Spoiler içerir.
Ben kitap boyunca Dorian'a karşı sürekli olarak bir umut besledim ama nerden tutsam elimde kaldı. Sibly karakteri öldüğünde güçlü bir tepki bekledim ama sadece birkaç dakika sürdü. Basil ile tekrar karşılaştığında işlerin eskiye göre daha iyi bir hal almasını bekledim ama gördüğüm tek şey Basil'ın cesedi oldu. Dorian bana yaşamayı anımsatıyor. Ne yaparsak yapalım, ne olursak olalım, neye inanırsak inanalım o istenç yüzünden umuda sarılıyoruz ama bize verdiği tek şey bir çift zalim göz bebeği ve yüreğimize sıçramış o kan lekesi.
Henry karakterine ise kitap boyunca hiç umut besleyemedim. Bu bana hayatı anımsattı. Yaşamaya çalışmak gerçeği değiştirmedi.
Basil karakteri, her şeye rağmen yaşamaya duyulan o istenci gösterdi. Romanın sonlarına doğru Dorian'ın onu öldürmesi ise hayattan nasibini almış olan yaşamanın eninde sonunda o istenci öldüreceğini.
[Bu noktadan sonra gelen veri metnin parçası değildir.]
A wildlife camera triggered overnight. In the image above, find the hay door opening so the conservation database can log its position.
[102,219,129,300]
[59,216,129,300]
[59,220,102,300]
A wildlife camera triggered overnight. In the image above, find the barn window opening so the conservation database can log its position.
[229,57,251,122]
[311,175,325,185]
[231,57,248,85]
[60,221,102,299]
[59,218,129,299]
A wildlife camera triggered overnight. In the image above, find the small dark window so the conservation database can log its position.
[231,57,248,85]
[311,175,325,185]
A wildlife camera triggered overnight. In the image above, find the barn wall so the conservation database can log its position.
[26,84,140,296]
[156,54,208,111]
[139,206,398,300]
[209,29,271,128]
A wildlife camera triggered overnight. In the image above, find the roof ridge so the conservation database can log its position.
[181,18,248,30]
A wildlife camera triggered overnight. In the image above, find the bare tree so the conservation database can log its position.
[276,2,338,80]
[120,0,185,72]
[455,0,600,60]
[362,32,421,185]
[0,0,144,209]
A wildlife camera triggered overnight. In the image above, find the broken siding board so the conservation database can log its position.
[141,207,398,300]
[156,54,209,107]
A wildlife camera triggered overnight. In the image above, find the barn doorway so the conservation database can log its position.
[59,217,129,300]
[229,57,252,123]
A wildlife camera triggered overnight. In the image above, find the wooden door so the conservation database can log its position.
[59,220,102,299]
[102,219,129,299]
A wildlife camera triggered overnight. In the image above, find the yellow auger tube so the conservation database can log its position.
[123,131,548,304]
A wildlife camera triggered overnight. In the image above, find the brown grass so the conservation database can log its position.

Ne anlatmaya çalıştı acaba o gözler?
Yaşamayı mı?
Yaşamı mı?
Ne istedik peki biz?
Gerçeklik fışkıran gözlere rağmen,
güzel bir yüze inanmayı mı?
Ne istendi peki bizden?
İpi bırakmayı mı
yoksa başından beri zaten tutmadığımızı farketmeyi mi?